Anonymous wrote:
Anonymous wrote:
Anonymous wrote:I was at the event. Sam Corcus got food delivery. Idiot out there with his badge exposed. He’s probably proud of his work. Here he is:
Sam Corcos, a top DOGE operative embedded at the IRS, has discussed plans for DOGE to build a new API, or application programming interface, to make IRS data more easily accessible to cloud platforms, sources told the magazine. A source with direct knowledge told Wired that the cloud platform could become the "read center of all IRS systems," allowing anyone with access to view and possibly manipulate all IRS data in one place.
https://www.newsweek.com/doge-cuts-update-irs-access-2056287
YAS! Fight modernization at all costs! Keep all our retirement files under a mountain in 1950s file cabinets like God intended!

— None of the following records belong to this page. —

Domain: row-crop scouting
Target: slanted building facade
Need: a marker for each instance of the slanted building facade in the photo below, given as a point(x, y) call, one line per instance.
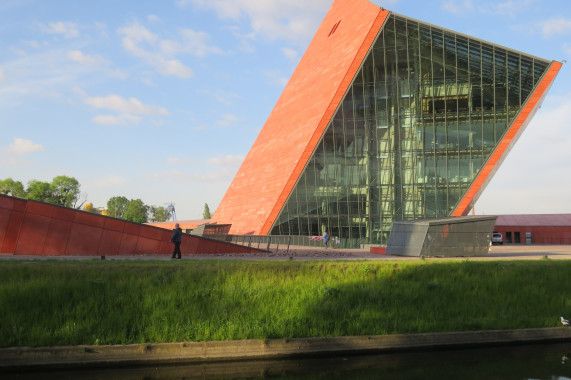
point(386, 118)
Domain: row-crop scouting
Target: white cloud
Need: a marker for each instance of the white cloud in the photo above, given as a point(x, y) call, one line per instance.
point(291, 20)
point(22, 147)
point(84, 59)
point(154, 18)
point(66, 29)
point(290, 53)
point(541, 153)
point(161, 53)
point(227, 120)
point(111, 180)
point(123, 119)
point(175, 160)
point(509, 8)
point(458, 6)
point(196, 43)
point(126, 106)
point(226, 98)
point(183, 177)
point(227, 161)
point(276, 77)
point(95, 62)
point(135, 35)
point(555, 26)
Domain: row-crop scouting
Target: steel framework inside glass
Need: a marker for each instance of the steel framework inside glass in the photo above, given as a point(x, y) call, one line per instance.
point(423, 114)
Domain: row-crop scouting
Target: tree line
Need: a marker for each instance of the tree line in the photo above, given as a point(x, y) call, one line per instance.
point(65, 191)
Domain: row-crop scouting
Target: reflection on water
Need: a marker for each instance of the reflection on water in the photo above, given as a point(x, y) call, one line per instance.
point(518, 362)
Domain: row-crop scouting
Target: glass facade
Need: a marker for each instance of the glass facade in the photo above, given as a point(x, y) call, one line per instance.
point(424, 113)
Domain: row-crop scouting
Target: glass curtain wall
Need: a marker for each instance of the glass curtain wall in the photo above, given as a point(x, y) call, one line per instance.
point(422, 116)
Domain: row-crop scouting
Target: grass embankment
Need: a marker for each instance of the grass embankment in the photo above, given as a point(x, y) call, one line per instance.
point(46, 303)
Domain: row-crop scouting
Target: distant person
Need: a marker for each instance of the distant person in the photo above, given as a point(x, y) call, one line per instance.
point(325, 239)
point(176, 239)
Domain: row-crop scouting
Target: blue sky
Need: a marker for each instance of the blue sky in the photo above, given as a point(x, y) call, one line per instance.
point(161, 100)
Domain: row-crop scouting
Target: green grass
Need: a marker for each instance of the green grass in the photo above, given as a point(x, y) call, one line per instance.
point(47, 303)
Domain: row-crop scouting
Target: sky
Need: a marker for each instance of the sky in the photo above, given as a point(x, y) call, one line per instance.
point(162, 100)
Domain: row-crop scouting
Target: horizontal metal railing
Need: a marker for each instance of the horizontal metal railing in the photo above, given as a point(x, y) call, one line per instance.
point(273, 243)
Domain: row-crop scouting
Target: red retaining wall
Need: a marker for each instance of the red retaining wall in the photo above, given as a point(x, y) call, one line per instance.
point(36, 228)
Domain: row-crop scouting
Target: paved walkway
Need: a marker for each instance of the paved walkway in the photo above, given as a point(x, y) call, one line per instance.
point(505, 252)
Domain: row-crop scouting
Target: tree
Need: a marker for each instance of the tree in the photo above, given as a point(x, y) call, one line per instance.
point(158, 214)
point(136, 211)
point(206, 213)
point(116, 206)
point(13, 188)
point(39, 191)
point(64, 191)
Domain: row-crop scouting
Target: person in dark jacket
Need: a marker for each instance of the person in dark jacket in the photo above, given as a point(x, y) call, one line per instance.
point(176, 239)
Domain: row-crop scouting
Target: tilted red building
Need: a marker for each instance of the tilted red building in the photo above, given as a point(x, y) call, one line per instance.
point(385, 118)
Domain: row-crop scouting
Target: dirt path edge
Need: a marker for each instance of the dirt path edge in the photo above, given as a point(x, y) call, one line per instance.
point(17, 358)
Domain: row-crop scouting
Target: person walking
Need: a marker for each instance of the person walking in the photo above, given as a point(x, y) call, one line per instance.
point(176, 239)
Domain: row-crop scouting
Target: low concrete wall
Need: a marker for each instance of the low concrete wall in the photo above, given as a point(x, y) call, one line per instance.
point(196, 352)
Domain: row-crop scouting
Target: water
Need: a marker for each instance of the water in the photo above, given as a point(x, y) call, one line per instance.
point(550, 362)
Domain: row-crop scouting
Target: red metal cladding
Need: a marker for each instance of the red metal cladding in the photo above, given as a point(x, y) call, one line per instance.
point(63, 213)
point(32, 234)
point(35, 228)
point(12, 232)
point(114, 225)
point(511, 136)
point(128, 244)
point(57, 237)
point(4, 221)
point(146, 246)
point(86, 218)
point(132, 228)
point(39, 208)
point(153, 233)
point(299, 118)
point(83, 240)
point(110, 243)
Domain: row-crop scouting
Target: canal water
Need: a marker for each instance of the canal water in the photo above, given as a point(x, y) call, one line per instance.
point(550, 362)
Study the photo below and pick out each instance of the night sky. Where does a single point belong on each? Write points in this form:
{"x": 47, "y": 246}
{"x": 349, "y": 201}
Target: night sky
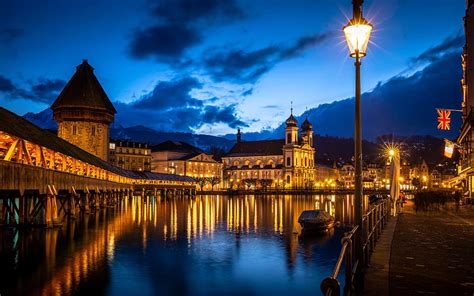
{"x": 211, "y": 66}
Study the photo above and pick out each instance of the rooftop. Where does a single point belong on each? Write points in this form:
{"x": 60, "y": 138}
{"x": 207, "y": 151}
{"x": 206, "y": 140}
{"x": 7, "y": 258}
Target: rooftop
{"x": 84, "y": 91}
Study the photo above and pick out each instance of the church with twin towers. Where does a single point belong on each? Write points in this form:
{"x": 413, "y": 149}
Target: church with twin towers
{"x": 282, "y": 163}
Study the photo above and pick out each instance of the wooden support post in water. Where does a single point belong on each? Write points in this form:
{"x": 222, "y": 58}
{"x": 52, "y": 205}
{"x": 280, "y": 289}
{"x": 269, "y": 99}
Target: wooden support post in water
{"x": 85, "y": 201}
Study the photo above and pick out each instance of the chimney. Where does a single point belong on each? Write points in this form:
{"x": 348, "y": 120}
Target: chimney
{"x": 238, "y": 136}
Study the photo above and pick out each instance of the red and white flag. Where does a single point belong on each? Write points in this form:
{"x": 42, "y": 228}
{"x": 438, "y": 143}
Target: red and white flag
{"x": 444, "y": 122}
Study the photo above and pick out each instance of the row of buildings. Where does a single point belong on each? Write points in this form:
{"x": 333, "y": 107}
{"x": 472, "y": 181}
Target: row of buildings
{"x": 84, "y": 112}
{"x": 284, "y": 163}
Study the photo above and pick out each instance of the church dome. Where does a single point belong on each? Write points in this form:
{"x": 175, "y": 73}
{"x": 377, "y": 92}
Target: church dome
{"x": 306, "y": 126}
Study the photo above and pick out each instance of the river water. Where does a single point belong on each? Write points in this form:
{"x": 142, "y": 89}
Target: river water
{"x": 220, "y": 245}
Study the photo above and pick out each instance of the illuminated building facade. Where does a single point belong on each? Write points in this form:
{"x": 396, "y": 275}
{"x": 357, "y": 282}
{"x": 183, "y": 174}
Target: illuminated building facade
{"x": 180, "y": 158}
{"x": 130, "y": 155}
{"x": 285, "y": 163}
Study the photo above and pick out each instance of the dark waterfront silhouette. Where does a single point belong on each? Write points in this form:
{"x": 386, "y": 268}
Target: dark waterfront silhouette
{"x": 206, "y": 245}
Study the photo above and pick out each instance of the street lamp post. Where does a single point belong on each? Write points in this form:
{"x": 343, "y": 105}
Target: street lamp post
{"x": 357, "y": 33}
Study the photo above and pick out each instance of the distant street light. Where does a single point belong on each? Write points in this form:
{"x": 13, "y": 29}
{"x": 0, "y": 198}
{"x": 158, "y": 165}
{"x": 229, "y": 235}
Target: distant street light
{"x": 357, "y": 33}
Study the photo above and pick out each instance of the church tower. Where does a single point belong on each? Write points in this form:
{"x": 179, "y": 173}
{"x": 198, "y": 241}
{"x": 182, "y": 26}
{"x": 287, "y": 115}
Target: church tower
{"x": 84, "y": 112}
{"x": 291, "y": 130}
{"x": 307, "y": 132}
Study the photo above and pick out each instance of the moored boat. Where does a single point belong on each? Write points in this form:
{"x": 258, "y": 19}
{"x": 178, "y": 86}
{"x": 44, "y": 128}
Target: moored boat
{"x": 316, "y": 221}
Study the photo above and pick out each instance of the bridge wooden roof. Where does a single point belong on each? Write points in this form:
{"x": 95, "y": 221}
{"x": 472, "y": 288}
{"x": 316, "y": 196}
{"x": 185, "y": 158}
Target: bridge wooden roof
{"x": 19, "y": 127}
{"x": 84, "y": 91}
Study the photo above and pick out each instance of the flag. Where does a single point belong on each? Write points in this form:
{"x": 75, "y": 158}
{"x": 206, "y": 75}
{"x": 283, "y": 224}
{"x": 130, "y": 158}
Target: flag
{"x": 448, "y": 149}
{"x": 444, "y": 122}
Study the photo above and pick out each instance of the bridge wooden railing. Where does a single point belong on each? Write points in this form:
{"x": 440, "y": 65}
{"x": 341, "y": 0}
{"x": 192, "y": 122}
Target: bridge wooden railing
{"x": 39, "y": 184}
{"x": 17, "y": 150}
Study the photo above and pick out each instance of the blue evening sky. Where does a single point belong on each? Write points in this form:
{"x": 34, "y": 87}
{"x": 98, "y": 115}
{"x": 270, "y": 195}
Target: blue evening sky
{"x": 236, "y": 63}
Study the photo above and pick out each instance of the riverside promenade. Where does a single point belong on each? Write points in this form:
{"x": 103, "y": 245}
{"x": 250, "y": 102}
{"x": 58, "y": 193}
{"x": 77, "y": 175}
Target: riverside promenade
{"x": 424, "y": 253}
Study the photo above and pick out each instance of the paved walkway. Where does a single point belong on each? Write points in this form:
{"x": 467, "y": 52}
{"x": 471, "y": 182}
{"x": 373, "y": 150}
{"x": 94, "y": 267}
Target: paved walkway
{"x": 376, "y": 277}
{"x": 431, "y": 254}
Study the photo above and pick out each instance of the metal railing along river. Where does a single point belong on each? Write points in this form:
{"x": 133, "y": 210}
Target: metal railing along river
{"x": 374, "y": 221}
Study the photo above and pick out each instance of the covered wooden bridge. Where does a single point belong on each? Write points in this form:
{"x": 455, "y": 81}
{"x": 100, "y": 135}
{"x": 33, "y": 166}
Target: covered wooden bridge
{"x": 43, "y": 177}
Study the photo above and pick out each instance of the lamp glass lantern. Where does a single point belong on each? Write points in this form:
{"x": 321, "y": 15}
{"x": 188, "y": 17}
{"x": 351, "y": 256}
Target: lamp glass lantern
{"x": 357, "y": 33}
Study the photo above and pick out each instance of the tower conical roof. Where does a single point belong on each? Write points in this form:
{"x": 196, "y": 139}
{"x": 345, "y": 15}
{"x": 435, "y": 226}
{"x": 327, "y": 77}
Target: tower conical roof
{"x": 84, "y": 91}
{"x": 306, "y": 126}
{"x": 291, "y": 121}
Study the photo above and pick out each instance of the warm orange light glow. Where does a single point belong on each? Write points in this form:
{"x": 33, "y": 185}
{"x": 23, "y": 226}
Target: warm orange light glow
{"x": 357, "y": 33}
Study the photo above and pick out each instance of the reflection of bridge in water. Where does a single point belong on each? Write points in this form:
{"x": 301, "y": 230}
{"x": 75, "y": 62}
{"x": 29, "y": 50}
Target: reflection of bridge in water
{"x": 44, "y": 177}
{"x": 78, "y": 254}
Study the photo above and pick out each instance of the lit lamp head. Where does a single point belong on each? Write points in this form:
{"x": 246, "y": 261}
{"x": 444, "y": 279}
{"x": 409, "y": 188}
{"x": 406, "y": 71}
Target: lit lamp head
{"x": 357, "y": 33}
{"x": 391, "y": 152}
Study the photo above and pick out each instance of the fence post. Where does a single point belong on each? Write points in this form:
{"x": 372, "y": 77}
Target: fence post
{"x": 348, "y": 284}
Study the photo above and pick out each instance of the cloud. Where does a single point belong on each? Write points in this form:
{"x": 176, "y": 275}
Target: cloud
{"x": 180, "y": 28}
{"x": 186, "y": 11}
{"x": 44, "y": 90}
{"x": 171, "y": 94}
{"x": 450, "y": 44}
{"x": 226, "y": 114}
{"x": 6, "y": 85}
{"x": 170, "y": 106}
{"x": 47, "y": 89}
{"x": 403, "y": 105}
{"x": 8, "y": 35}
{"x": 166, "y": 42}
{"x": 305, "y": 43}
{"x": 242, "y": 66}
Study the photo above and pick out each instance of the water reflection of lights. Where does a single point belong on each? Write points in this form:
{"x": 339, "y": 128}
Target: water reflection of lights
{"x": 197, "y": 218}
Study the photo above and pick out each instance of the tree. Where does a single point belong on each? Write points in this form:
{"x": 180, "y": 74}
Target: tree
{"x": 202, "y": 182}
{"x": 214, "y": 181}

It can be cost ineffective to digitize paper if you just need to store for 40 years. I have direct personal experience with paper records. You can store a box of paper for decades for the cost of a human physically touching it to scan everything in there. Also there are IT costs of creating systems for storing and making digital info available and indexed over decades.
Next you will say this can all be handled without people. Apparently you have no experience with what a dried up rubber band or dogeared piece of paper can do to a sheet feeder.
I did a quick calculation. You could store a box of documents for hundreds of years for the cost of digitizing. That might get cut down by the wage cost of paying someone to retrieve the box whenever needed. And that could be expensive. However, the cost of indexing digitized material would probably be pretty high in order to facilitate rapid access. Stored paper is pre-indexed. The work was already paid for.
You seriously have no idea what you're talking about. Kind of like DOGE. It's just amusing for you to make fun of underground storage facilities. But they're not that rare.